Hongkongs Kardinal Zen weist vor Gericht Anklage zurück
Hongkongs Kardinal Joseph Zen Ze-kiun und fünf weitere Personen haben bei einem ersten Gerichtstermin nach ihrer Festnahme am 11. Mai die Anklage zurückgewiesen. Bei dem Termin am Dienstag waren Diplomaten mehrerer europäischer Länder, darunter aus Deutschland, Italien und Schweden, als Beobachter anwesend, wie Hongkonger Medien berichten. Der Prozess gegen die Angeklagten soll am 19. September beginnen.
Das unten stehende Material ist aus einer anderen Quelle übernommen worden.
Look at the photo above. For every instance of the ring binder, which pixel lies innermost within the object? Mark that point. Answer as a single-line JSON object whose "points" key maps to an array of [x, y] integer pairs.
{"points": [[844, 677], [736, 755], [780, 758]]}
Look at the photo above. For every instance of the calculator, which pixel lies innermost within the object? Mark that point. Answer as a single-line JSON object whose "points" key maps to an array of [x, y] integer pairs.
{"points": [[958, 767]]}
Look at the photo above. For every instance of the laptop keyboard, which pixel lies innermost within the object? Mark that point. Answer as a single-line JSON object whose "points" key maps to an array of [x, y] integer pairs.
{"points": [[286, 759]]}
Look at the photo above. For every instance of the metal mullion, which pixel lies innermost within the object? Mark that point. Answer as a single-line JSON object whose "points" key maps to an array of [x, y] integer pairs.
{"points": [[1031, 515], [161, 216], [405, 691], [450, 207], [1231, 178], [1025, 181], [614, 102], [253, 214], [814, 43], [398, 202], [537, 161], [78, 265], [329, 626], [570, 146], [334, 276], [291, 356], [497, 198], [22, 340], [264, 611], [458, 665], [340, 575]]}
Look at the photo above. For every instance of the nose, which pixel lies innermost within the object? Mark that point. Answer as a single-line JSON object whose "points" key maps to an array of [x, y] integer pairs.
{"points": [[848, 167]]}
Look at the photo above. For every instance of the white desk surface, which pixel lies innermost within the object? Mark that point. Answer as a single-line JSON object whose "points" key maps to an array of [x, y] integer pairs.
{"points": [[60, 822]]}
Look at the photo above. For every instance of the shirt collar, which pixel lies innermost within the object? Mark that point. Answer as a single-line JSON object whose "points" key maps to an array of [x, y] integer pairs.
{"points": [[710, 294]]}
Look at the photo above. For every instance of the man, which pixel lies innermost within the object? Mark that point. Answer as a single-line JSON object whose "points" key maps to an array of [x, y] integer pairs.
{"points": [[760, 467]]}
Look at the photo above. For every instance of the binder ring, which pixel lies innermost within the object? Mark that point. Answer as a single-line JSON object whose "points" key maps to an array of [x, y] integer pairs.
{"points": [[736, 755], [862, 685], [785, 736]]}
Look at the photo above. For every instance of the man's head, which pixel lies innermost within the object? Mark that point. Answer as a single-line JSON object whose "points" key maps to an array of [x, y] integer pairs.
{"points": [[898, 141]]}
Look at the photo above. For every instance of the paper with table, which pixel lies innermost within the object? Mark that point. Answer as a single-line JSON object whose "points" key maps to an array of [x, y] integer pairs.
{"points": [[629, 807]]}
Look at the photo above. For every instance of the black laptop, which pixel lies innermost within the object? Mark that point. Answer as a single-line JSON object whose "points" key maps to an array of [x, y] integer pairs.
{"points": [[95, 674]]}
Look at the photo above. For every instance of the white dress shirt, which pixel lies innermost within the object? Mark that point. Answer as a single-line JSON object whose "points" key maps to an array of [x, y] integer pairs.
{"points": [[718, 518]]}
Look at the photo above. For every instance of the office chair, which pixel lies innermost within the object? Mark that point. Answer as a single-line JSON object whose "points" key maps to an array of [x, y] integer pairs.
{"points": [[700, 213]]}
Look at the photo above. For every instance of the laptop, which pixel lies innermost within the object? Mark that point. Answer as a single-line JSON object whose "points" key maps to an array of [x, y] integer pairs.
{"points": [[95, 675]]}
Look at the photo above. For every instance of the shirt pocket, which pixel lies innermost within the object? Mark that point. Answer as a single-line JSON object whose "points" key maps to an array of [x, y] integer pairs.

Der ehemalige Bischof von Hongkong war vor knapp zwei Wochen mit fünf weiteren Personen wegen ihrer Rolle als Treuhänder des 612 Humanitarian Relief Fund von der Sicherheitspolizei verhaftet und noch am selben Tag gegen Kaution wieder freigelassen worden. Der inzwischen auf Druck Pekings aufgelöste Fonds sollte Demonstranten unterstützen, die an den gegen Peking gerichteten prodemokratischen Protesten 2019 beteiligt waren. Den fünf Treuhändern wurde "geheime Zusammenarbeit mit ausländischen Mächten" vorgeworfen, was nach dem von China erlassenen nationalen Sicherheitsgesetz strafbar ist. Die jetzt laut Medienberichten vor dem Gericht erhobene Anklage der fehlenden Registrierung des Fonds ist jedoch kein Vergehen im Sinne des Sicherheitsgesetzes.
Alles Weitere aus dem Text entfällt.